Standing stone, Maughanasilly, Co. Cork
Co. Cork |
Stone Monuments
In a low-lying patch of scrub in Maughanasilly, west Cork, a rectangular standing stone rises just over a metre from the ground, oriented precisely along a northeast-southwest axis.
That deliberate alignment is the first thing that marks it out. These stones were not dropped casually into the landscape; somebody, at some point in prehistory, chose this spot and this orientation with apparent intention, even if the reasoning behind that choice has long since dissolved.

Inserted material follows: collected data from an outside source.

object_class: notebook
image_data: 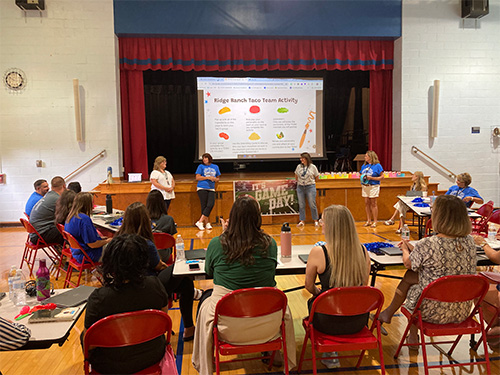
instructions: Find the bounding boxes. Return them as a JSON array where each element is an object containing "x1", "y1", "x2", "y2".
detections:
[
  {"x1": 42, "y1": 285, "x2": 96, "y2": 308},
  {"x1": 298, "y1": 254, "x2": 309, "y2": 264},
  {"x1": 185, "y1": 249, "x2": 207, "y2": 260},
  {"x1": 380, "y1": 247, "x2": 403, "y2": 256},
  {"x1": 29, "y1": 306, "x2": 84, "y2": 323}
]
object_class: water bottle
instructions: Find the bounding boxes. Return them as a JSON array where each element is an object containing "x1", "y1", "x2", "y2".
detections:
[
  {"x1": 430, "y1": 191, "x2": 436, "y2": 207},
  {"x1": 280, "y1": 222, "x2": 292, "y2": 258},
  {"x1": 176, "y1": 234, "x2": 185, "y2": 261},
  {"x1": 8, "y1": 265, "x2": 17, "y2": 303},
  {"x1": 36, "y1": 259, "x2": 51, "y2": 301},
  {"x1": 488, "y1": 224, "x2": 497, "y2": 241},
  {"x1": 105, "y1": 194, "x2": 113, "y2": 214},
  {"x1": 13, "y1": 269, "x2": 27, "y2": 306},
  {"x1": 401, "y1": 224, "x2": 410, "y2": 241},
  {"x1": 106, "y1": 166, "x2": 113, "y2": 184}
]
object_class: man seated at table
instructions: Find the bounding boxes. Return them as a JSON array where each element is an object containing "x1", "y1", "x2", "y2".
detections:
[
  {"x1": 29, "y1": 176, "x2": 66, "y2": 245},
  {"x1": 24, "y1": 179, "x2": 49, "y2": 217},
  {"x1": 445, "y1": 172, "x2": 483, "y2": 208}
]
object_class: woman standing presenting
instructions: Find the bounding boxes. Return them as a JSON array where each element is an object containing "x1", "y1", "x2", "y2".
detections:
[
  {"x1": 150, "y1": 156, "x2": 175, "y2": 212},
  {"x1": 195, "y1": 153, "x2": 220, "y2": 231},
  {"x1": 295, "y1": 152, "x2": 320, "y2": 227},
  {"x1": 360, "y1": 150, "x2": 384, "y2": 228}
]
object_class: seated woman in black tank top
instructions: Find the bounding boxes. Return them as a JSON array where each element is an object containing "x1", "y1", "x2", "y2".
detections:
[{"x1": 304, "y1": 205, "x2": 372, "y2": 335}]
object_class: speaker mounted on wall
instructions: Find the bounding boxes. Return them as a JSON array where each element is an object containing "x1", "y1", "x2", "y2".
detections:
[{"x1": 461, "y1": 0, "x2": 489, "y2": 19}]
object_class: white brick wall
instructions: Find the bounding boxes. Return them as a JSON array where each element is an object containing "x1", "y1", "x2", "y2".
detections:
[
  {"x1": 0, "y1": 0, "x2": 121, "y2": 222},
  {"x1": 395, "y1": 0, "x2": 500, "y2": 206}
]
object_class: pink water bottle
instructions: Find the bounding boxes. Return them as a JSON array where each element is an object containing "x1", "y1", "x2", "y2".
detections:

The stone measures roughly 0.95 metres across and 0.35 metres thick, modest in scale but upright and present. What makes the site more intriguing is a prostrate slab lying about four metres to the south. Local mapping refers to two features here as "Gallauns", the Irish term for standing stones, and it is possible that the fallen slab was once a second upright companion. If so, this would have been a paired arrangement, a type of monument found elsewhere in Cork and Kerry, where two stones were set close together, sometimes in alignment with solar or lunar events, though what exactly was being marked or commemorated remains a matter of ongoing interpretation. The scrubby, low ground around the stone gives it an unassuming setting, the kind of place easy to pass without a second glance, which perhaps explains why its companion, if that is what the slab is, ended up horizontal.